Farrell: Coming from an actual dysfunctional family, I felt like I fit right in.
Q: Danny, having worked with Tim Burton previously on “Big Fish” and “Batman Returns,” what was it like this time around?
DeVito: When Tim called a year ago or so and said he was making the movie, I was really thrilled to be able to be part of it. The joy factor went up through the roof when I heard that Michael (Keaton, who co-starred in “Batman Returns”) was in it with me.
Keaton: The joy factor was the first thing Danny reminded me was he got to be the hero and I got to be the bad guy. He was just thrilled with that.
DeVito: Him in the mask and the whole Batman thing. It’s just getting too much for me, and me always being the gross penguin grunting and groaning and stuff. It was really so nice to be with him in the movie and everybody who is in the movie with us all together. We’re all weirdos but there is one really weird daddy down in the end (Burton). He’s pulling all the strings.
Q: Tim, do you see this movie as a companion piece to “Edward Scissorhands,” another film of yours about an outsider?
Burton: Not necessarily, except the fact is that theme comes up because I can’t help it. It’s like part of your DNA. It’s not that I consciously think about that but once you’re branded that way, no matter how you feel, that’s the themes that keep recurring to you.
Q: Michael, you wear a pretty snazzy suit and wig in this as the villainous impresario V.A. Vandevere. How important is your costume and makeup in creating a character?
Keaton: Once you feel the clothes and you start walking around in it. I remember in “Johnny Dangerously,” I immediately knew where to go when (I had the costume and makeup). When I was talking to Tim about Vandevere, I had in the back of my head, “I’m not going to mention the wig.” But as soon as I said, “Hey, this is probably a dumb idea but what do you think about a wig?” And then (Burton’s) eyes lit up, and I was thinking, “Now, I’ve got to wear this stupid wig.” But I dug the wig and the wig now has its own agent .I do like going to extremes, so any time you’re with Tim, there is always the likelihood that you’re going to go to some kind of an extreme look, or something like that.
Q: What was the biggest challenge of making this live-action/animated film?
Burton: We had this great cast and the only thing that’s missing is the main character (which is entirely CGI).
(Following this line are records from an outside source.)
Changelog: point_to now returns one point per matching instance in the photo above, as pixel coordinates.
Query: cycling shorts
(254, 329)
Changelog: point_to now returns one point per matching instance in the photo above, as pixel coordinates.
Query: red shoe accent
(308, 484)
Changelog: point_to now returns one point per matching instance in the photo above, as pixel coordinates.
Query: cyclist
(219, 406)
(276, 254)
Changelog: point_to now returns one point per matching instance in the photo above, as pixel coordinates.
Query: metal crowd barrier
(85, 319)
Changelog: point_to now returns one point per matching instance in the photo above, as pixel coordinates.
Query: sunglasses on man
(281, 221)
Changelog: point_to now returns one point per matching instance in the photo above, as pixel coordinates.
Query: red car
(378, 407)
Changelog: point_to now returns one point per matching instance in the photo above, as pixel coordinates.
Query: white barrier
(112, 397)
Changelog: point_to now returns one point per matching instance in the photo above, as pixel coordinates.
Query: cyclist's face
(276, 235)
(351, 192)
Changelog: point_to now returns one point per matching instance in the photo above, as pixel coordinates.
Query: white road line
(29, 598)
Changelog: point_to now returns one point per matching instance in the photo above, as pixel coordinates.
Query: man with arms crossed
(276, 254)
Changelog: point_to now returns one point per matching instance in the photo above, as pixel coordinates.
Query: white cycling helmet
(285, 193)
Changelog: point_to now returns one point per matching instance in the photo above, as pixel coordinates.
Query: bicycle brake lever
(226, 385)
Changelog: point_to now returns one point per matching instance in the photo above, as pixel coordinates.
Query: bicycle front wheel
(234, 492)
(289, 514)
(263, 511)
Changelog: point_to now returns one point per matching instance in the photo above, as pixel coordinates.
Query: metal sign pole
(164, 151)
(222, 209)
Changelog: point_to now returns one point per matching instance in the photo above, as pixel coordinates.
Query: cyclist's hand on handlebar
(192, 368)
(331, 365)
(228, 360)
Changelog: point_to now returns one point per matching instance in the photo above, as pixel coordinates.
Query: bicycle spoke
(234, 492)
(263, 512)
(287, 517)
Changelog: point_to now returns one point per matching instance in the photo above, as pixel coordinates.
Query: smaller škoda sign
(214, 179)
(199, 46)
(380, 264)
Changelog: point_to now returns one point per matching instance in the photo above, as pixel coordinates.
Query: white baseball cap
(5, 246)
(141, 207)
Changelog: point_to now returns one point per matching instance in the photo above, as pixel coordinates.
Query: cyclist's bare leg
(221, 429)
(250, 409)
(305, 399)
That’s a very, very unnerving thing to kind of be going into something and you know what you want. You know what you’re trying to go for. You can even see rough animation. But until it materializes, you just don’t know. So, all these people are suspending disbelief for everything to make (the audience believe) the main character there and believable. That was the biggest challenge.
Q: Danny, was your ringmaster performance based on Tim Burton?
DeVito: Everything I do in the movie is basically fed to me through the insane mind of Mr. Burton. I felt really great to be Max Medici and be part of this insane family. The great thing is that it is a family and it is Max trying to keep everything together and keep all the elements up in the air. Tim just works 24/7 when he’s making a movie, keeping everything going, keeping the plates spinning, keeping all the balls in the air, keeping everything moving. All the moving parts congealing. Everything going together. So, I feel like he’s an inspiration when we’re on the set and it pushes you to new heights.